On the mitigation of the fiber breakage in material extrusion based additive manufacturing of carbon fiber reinforced polymer composites

A coupled computational fluid dynamics and discrete element method (CFD-DEM) model has been developed to characterize multiphase flow interactions between non-Newtonian fluid and flexible fiber in material extrusion additive manufacturing (MEX AM). The breakage mechanisms of carbon fibers in conventional MEX AM process are revealed through systematic investigation of the multiphase flow dynamics between carbon fibers and molten polymer during extrusion deposition.
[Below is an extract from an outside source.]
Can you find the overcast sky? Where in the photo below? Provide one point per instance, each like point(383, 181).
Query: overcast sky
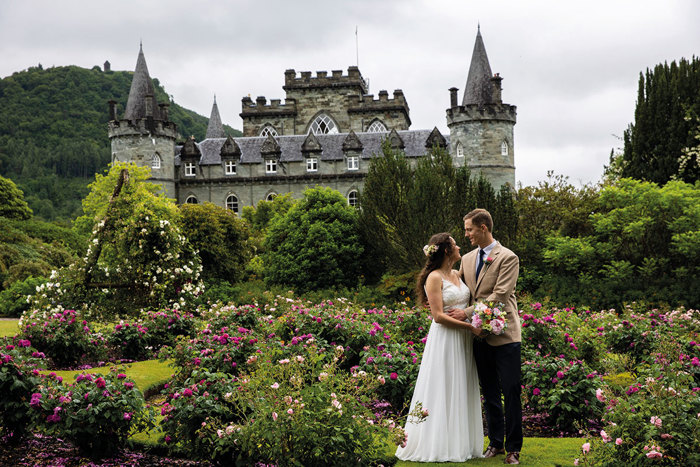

The results demonstrate that the stable fiber structure with high contact density arising from constraints of boundary wall and confined space serves as a critical factor inducing substantial mechanical forces that leads to fiber deformation or even breakage. Two optimization cases for the deposition of long carbon fiber reinforced composites have been developed, i.e., enlarging raster height and adjusting nozzle feeding angles (NFA) to mitigate substantial mechanical forces on fibers. The optimization efficacy has also been quantitatively evaluated through critical performance parameters including fiber deformation magnitude, fiber breakage content and fiber orientation distribution. It is found that adjusting NFA yield excellent performance in concomitantly mitigating fiber breakage while improving the fiber orientation. Finally, experimental observations confirm the effectiveness of the adjusting NFA. This study establishes numerical framework for the development and optimization of MEX AM systems for printing long discontinuous carbon fiber reinforced polymer composites, providing insights for mitigating fiber breakage while maintaining uniformity of the fiber orientation.